Lee Nara
Department of Microbiology and Molecular Genetics, University of Pittsburgh School of Medicine, Pittsburgh, PA, USA.
Methods Mol Biol. 2025;2890:211-224. doi: 10.1007/978-1-0716-4326-6_11.
With the advent of next-generation sequencing, a plethora of techniques have been developed to uncover nucleic acid interactions with unprecedented resolution. For example, UV-crosslinking and immunoprecipitation (CLIP) assays have been coupled to deep-sequencing to identify RNA-protein interactions and precisely map the RNA footprint regions. Here, we describe a CLIP-based technique that allows the genome-wide mapping of influenza nucleoprotein (NP)-binding sites to genomic viral RNA (vRNA).

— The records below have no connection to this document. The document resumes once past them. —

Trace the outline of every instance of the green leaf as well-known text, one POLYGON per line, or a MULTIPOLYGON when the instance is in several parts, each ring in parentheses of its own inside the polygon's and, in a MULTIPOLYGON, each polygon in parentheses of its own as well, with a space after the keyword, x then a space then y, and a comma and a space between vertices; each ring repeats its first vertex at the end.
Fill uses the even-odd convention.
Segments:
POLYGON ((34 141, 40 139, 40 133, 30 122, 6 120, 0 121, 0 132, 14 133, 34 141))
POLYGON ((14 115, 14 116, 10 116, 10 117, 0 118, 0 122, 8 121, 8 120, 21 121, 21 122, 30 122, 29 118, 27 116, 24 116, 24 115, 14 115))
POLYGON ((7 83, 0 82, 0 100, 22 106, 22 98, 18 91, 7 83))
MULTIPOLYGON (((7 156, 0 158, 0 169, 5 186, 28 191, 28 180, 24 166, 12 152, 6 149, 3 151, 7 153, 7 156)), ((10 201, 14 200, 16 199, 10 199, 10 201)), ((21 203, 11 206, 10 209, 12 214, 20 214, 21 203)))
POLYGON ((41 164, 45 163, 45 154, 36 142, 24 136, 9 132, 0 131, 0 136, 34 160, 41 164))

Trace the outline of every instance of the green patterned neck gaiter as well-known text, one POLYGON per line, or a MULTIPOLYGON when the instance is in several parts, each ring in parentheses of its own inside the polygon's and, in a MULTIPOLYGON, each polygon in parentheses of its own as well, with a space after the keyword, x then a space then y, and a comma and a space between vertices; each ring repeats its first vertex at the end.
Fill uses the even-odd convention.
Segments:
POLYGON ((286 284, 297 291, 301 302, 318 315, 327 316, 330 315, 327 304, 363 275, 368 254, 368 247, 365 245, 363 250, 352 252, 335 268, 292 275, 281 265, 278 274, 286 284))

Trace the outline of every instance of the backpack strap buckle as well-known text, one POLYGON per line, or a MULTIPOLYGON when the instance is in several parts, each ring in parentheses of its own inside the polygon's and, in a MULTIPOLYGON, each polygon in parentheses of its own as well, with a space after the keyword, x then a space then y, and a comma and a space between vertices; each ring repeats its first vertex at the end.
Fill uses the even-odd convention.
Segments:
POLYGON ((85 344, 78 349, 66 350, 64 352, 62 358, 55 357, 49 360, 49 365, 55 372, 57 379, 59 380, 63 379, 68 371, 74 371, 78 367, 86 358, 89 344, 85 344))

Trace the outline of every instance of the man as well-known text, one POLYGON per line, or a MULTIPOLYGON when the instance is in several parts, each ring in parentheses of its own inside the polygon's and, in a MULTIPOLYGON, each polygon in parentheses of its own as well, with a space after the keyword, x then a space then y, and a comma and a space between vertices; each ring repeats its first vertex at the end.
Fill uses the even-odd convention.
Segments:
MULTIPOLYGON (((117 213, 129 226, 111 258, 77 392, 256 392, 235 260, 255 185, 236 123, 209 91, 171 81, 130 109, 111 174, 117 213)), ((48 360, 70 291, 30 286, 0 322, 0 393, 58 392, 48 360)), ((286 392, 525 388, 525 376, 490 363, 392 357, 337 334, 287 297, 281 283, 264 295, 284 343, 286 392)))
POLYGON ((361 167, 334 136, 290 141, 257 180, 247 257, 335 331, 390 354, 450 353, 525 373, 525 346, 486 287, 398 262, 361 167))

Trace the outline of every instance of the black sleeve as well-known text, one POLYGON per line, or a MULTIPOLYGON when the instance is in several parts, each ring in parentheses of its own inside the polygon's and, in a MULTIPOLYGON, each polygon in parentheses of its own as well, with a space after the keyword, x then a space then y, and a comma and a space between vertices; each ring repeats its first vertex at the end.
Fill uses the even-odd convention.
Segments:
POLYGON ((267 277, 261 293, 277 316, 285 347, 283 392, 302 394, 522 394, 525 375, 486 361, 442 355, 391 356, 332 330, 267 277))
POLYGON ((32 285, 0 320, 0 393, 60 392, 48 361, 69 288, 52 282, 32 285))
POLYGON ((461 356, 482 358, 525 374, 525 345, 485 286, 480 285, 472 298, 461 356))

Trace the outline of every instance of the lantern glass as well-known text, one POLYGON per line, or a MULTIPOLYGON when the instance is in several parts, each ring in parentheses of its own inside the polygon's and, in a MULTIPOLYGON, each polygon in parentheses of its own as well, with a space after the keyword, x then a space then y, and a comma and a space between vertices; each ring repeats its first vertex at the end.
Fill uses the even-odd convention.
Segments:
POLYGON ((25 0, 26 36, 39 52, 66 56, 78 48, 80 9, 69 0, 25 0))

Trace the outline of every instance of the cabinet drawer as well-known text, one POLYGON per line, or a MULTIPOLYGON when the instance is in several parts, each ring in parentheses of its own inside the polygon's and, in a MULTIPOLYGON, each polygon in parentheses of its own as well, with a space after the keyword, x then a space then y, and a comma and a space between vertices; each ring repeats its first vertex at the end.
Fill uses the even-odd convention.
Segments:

This method has been applied to show that the influenza viral genome is not uniformly coated with nucleoprotein, but instead enriched in certain regions and depleted in others. As subtle changes in genome sequence have been shown to globally alter NP-binding sites, this technique will be useful to deduce how different strains adjust their genome organization and what parameters govern NP-vRNA interactions.
随着下一代测序技术的出现,已经开发出大量技术以空前的分辨率揭示核酸相互作用。例如,紫外线交联免疫沉淀(CLIP)分析已与深度测序相结合,以鉴定RNA-蛋白质相互作用并精确绘制RNA足迹区域。在此,我们描述了一种基于CLIP的技术,该技术可在全基因组范围内将流感核蛋白(NP)结合位点定位到基因组病毒RNA(vRNA)。该方法已被用于表明流感病毒基因组并非均匀地被核蛋白覆盖,而是在某些区域富集而在其他区域耗尽。由于已表明基因组序列的细微变化会全局改变NP结合位点,因此该技术将有助于推断不同毒株如何调整其基因组组织以及哪些参数控制NP-vRNA相互作用。